Unlike sitcoms or most network TV that can be time shifted via the DVR or Video streaming services like Hulu or Netflix, we believe sports is in a unique position to benefit from SocialTV because viewing sports is pretty much, a “live or nothing” proposition.   Only the die-hards will watch a sporting event after the fact.

Millennials Will Lead

We also believe the Sports-Social TV phenomenon will is being driven and will continue to grow out of the behavior of the Millennial-generation:  First, Millennials now now dominate the our demographic landscape (courtesy of LATimes):

Second: Millennials already exhibit the always-connected, multi-screen behavior SocialTV depends upon.  This excerpt best illustrates the 2nd-Screen TV viewing habits of Millennials:

Melissa McQuarter-Robinson, 14, is the kind of viewer the networks are struggling to reach. The Georgia high school student rarely watches TV shows as they air, and she considers her BlackBerry, HTC Evo phone and Sony tablet to be her primary screens. But as the ABC drama “Scandal” approached its season finale last month, Robinson became so enthralled that she had to see it live.

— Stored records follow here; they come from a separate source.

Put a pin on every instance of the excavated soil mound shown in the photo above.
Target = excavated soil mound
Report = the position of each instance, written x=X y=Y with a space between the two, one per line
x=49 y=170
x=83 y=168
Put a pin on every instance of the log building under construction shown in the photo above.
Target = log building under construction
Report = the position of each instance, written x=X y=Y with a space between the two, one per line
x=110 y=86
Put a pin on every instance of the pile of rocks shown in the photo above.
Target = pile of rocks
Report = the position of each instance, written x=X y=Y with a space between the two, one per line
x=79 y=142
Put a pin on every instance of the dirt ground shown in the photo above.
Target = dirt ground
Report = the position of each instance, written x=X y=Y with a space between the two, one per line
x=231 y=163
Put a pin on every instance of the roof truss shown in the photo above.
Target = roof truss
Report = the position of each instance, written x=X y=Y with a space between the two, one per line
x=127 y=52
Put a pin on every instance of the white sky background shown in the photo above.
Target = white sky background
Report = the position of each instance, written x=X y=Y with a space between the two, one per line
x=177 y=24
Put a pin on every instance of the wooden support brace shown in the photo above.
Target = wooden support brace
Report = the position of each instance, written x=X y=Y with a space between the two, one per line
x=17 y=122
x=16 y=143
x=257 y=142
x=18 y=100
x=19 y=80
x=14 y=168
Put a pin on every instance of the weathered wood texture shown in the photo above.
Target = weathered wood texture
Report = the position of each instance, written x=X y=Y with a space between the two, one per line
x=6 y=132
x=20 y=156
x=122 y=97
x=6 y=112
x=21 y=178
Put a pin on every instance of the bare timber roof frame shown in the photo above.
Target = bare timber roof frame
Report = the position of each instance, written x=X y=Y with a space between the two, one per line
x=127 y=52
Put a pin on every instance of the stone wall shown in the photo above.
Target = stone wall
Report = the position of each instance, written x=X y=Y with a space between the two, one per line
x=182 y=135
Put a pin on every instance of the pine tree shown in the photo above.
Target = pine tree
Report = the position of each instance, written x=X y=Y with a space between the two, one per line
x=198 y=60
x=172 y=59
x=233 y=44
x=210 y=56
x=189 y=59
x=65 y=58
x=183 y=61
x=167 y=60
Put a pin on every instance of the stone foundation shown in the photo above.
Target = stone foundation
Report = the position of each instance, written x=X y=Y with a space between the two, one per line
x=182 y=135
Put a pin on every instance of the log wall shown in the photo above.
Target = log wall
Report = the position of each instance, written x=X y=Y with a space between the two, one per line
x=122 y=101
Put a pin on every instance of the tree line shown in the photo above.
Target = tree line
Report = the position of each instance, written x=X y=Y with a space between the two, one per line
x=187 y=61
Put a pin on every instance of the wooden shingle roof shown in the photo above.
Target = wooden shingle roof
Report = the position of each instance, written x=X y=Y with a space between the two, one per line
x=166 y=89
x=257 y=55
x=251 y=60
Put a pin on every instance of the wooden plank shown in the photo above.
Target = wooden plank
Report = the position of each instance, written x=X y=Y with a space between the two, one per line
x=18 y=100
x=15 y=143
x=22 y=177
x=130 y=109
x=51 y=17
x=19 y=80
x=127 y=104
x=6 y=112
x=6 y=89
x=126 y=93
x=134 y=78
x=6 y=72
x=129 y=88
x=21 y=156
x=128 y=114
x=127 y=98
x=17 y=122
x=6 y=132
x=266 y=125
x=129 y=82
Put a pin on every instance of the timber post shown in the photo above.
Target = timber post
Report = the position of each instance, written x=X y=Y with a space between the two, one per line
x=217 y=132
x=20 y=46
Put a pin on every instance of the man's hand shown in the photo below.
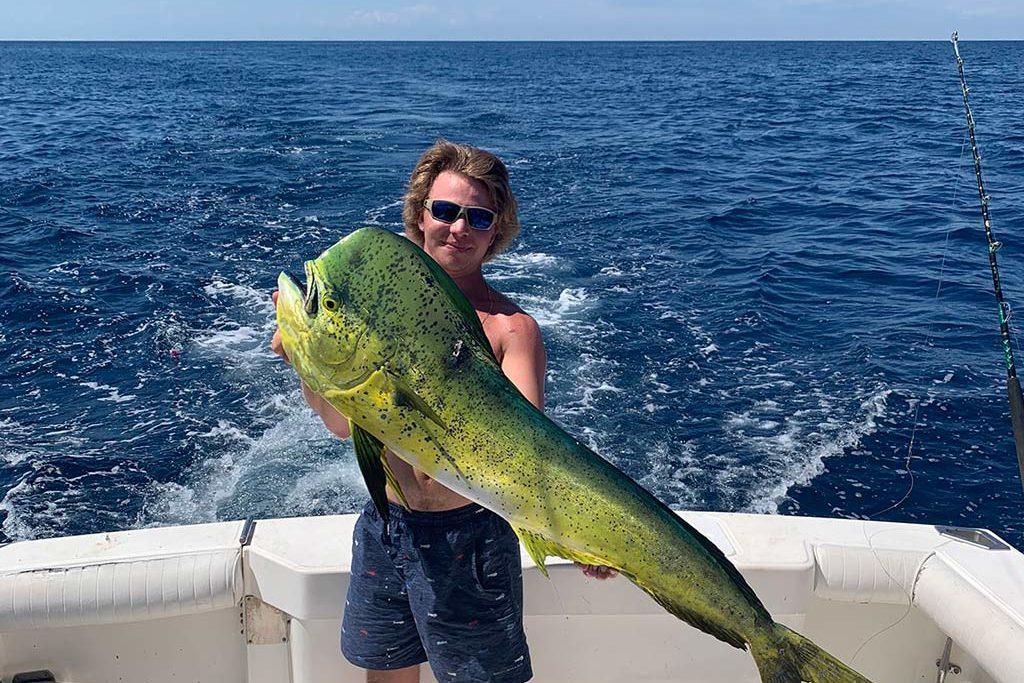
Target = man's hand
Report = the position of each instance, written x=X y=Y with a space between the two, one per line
x=275 y=344
x=596 y=570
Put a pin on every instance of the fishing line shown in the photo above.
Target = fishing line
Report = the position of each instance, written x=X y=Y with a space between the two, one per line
x=929 y=337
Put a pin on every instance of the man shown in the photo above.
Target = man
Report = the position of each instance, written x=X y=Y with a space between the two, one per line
x=442 y=582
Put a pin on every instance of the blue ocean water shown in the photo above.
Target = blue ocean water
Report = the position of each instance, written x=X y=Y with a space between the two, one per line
x=758 y=266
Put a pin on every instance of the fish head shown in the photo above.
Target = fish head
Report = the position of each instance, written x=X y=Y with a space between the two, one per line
x=321 y=329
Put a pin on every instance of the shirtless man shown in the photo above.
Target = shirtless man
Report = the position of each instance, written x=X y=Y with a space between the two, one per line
x=442 y=582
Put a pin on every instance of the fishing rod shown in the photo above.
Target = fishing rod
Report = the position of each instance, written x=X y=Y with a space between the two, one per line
x=1013 y=384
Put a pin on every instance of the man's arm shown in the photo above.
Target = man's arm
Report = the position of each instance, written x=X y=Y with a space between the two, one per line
x=524 y=361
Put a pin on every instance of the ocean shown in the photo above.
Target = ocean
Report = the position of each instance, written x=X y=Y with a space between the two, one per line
x=759 y=267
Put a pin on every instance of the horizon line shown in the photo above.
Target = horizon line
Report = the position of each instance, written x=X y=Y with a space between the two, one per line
x=503 y=40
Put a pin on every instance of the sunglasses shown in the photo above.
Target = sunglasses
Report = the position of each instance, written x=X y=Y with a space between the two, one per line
x=449 y=212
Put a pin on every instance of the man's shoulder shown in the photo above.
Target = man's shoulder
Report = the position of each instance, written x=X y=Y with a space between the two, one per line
x=512 y=325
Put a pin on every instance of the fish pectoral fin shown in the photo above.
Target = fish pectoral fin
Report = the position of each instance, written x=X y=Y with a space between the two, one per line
x=404 y=396
x=393 y=482
x=376 y=472
x=540 y=549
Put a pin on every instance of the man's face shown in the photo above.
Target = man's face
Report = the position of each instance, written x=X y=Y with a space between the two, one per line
x=457 y=247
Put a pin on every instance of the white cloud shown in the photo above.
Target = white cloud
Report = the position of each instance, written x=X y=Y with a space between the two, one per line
x=400 y=16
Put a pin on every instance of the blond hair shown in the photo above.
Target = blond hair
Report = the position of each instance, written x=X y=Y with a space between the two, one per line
x=474 y=164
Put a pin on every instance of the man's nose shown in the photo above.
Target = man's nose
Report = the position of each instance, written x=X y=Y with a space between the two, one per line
x=460 y=226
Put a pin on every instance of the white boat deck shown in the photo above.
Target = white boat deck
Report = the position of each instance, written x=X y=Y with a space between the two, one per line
x=193 y=603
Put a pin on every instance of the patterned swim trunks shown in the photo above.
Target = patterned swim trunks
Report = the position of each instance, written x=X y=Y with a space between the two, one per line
x=437 y=587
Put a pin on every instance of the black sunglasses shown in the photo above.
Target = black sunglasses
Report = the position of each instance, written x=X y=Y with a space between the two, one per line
x=478 y=217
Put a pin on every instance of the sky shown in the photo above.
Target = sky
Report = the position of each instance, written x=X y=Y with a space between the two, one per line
x=515 y=19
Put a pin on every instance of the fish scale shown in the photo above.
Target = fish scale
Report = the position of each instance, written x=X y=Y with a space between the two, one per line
x=380 y=348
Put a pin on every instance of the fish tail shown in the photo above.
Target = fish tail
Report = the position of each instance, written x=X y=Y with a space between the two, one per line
x=792 y=658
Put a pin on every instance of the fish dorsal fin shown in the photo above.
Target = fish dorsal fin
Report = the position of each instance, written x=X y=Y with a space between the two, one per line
x=459 y=300
x=541 y=549
x=376 y=472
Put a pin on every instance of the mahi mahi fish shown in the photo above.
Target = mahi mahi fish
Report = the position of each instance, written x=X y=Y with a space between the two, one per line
x=382 y=333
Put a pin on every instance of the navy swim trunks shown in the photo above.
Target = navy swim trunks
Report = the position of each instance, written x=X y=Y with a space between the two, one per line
x=437 y=587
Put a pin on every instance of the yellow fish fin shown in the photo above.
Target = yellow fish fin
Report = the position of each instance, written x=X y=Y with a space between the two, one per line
x=376 y=471
x=540 y=549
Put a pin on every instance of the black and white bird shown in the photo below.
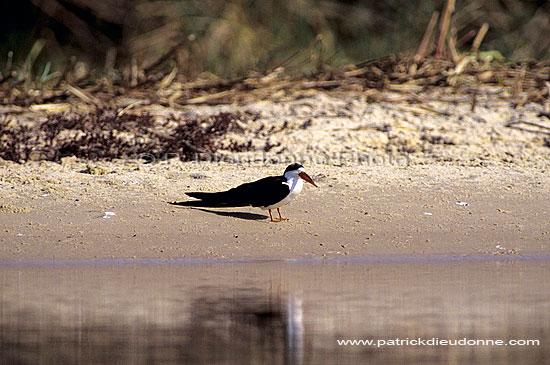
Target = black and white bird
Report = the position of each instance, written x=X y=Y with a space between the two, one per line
x=268 y=193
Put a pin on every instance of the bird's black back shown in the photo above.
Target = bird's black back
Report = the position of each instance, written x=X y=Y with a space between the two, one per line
x=260 y=193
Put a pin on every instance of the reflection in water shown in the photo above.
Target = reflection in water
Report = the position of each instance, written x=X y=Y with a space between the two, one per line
x=272 y=312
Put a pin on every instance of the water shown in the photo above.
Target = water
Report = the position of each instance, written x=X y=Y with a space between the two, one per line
x=273 y=312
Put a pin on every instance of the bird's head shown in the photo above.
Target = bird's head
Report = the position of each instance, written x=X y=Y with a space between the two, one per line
x=296 y=169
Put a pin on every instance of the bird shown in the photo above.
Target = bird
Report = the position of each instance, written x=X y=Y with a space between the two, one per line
x=268 y=193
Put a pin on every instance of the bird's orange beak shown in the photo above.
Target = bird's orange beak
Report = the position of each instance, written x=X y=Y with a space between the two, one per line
x=306 y=177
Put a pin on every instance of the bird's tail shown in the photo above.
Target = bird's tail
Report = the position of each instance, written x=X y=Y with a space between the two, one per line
x=211 y=200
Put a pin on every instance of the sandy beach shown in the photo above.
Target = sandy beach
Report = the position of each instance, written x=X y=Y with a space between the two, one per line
x=393 y=180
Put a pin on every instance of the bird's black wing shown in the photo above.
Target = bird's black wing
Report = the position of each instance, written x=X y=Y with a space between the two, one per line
x=260 y=193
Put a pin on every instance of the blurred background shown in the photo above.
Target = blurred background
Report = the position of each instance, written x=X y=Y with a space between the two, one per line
x=232 y=38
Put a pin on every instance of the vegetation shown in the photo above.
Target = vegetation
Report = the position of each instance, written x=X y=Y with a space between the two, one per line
x=231 y=38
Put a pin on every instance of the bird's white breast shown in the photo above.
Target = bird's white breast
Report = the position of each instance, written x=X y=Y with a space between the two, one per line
x=295 y=184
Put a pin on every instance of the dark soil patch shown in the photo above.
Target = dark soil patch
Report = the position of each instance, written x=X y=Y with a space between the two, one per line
x=106 y=134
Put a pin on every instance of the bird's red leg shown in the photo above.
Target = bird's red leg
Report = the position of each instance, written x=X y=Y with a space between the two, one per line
x=280 y=216
x=273 y=220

“I couldn’t miss it,” she said. “I was at home with my mom, watching it and commenting on it on Facebook.”

Emily-Anne Rigal, an 18-year-old high school senior from Williamsburg, Va., is a voracious media consumer. A devotee of “The Ellen DeGeneres Show,” “The Real Housewives of New York City” and “Celebrity Apprentice,” Rigal scours the Internet for behind-the-scenes insights, video highlights and celebrity tweets, then broadcasts her discoveries on Facebook.

Rigal and Robinson illustrate Millennials’ desire for a 360-degree connection with their favorite shows, said Jess Weiner, a producer and media strategist who founded Parallax.

“Watching is not enough,” Weiner said. “She needs a tri-level experience. She wants to be able to find out more details online about that character, go to Facebook to be able to talk with the other fans.”

Media executives are embracing new technology to engage young viewers who are splitting their attention among multiple screens — often at the same time.   -read more-

To put it another way, “Multiscreen use is most prevalent within the younger generation and this is a behavioral pattern that is not going to change,” a media executive was recently quoted saying in a recent piece on multi-screen viewing.    She went on to say, “with younger, tech-savvy users multitasking on their devices, programs in the future might begin thinking about marketing with a mobile-first strategy.   As the behavior of multi-screen use begins to permeate through the older generation and brands and shows begin to develop apps specifically for certain viewer types, the adoption level of this behavior seems set to increase,” she said.

Our thoughts exactly.   We believe sports will drive adoption of social TV and the Millennials will show the rest of us how its done.